Patient was diagnosed with primary hyperparathyroidism with osteitis fibrosa cystica along with diffuse brown tumors. Parathyroid Tc99m-sestamibi scan revealed a focus of uptake on the lower pole of the left thyroid lobe evoking a hyper-functioning parathyroid gland (Figure 5). Patient then underwent parathyroidectomy with excision of the left lower parathyroid adenoma confirmed by pathology. Her postoperative course wan unremarkable except for a mild transient hypocalcemia secondary to hungry bone syndrome that responded well to treatment. A follow-up after one month of surgery showed major improvement in mobility and pain.
This is a case of severe undiagnosed primary hyperparathyroidism (PHPT) with osteitis fibrosa cystica mimicking bone metastasis.
With the increasing routine laboratory testing, the most common presentation of primary hyperparathyroidism nowadays is incidentally discovered hypercalcemia. When symptomatic, the prominent presenting features are usually non-specific and known as: “bone, stones, abdominal moans and psychic groans”.
Osteitis fibrosa cystica which is the classical presentation of primary hyperparathyroidism is extremely rare in this day and age especially in the United States and Europe.

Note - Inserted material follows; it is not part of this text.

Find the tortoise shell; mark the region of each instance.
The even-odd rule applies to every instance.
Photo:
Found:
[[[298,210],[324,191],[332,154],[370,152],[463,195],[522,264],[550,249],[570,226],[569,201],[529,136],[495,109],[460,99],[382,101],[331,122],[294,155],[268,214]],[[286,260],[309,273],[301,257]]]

It occurs mostly in patients with severe disease and is more commonly seen with parathyroid carcinoma [1]. In a review of 97 patients with mild PHPT, only one patient was found to have bone disease on routine conventional radiography [2]. However, in some Asian countries, unfortunately this entity is still commonly reported [3].
It is typically characterized by “salt-and –pepper” appearance in the skull, bone erosions and bone resorption of the phalanges, brown tumors and cysts of the long bones [4]. Brown tumors result from excess osteoclast activity and consists of collections of osteoclasts intermixed with fibrous tissue and poorly mineralized woven bone [5]. Histologically they are similar to giant cell tumors: multinucleated giant cells in a background of spindle cell proliferation containing a large amount of hemosiderin [6].
If undiagnosed this entity can lead to severe osteoporosis, diffuse pathological fractures, severe bone aches that can result in restriction of mobility ultimately ending in complete bed-rest similar to our described patient.
The challenge in the above described case at the time of presentation was the rarity of osteitits fibrosa cystica that led to misdiagnosis and mismanagement ultimately resulting in severe adverse outcomes to our patient.
Despite the fact that osteitis fibrosa cystica and brown tumors are rare manifestations of PHPT, they should be always kept in the differential diagnosis of bone lesions, especially since they can be easily diagnosed by a simple calcium level and if left untreated can lead to severe bone disease, deformities and fracture.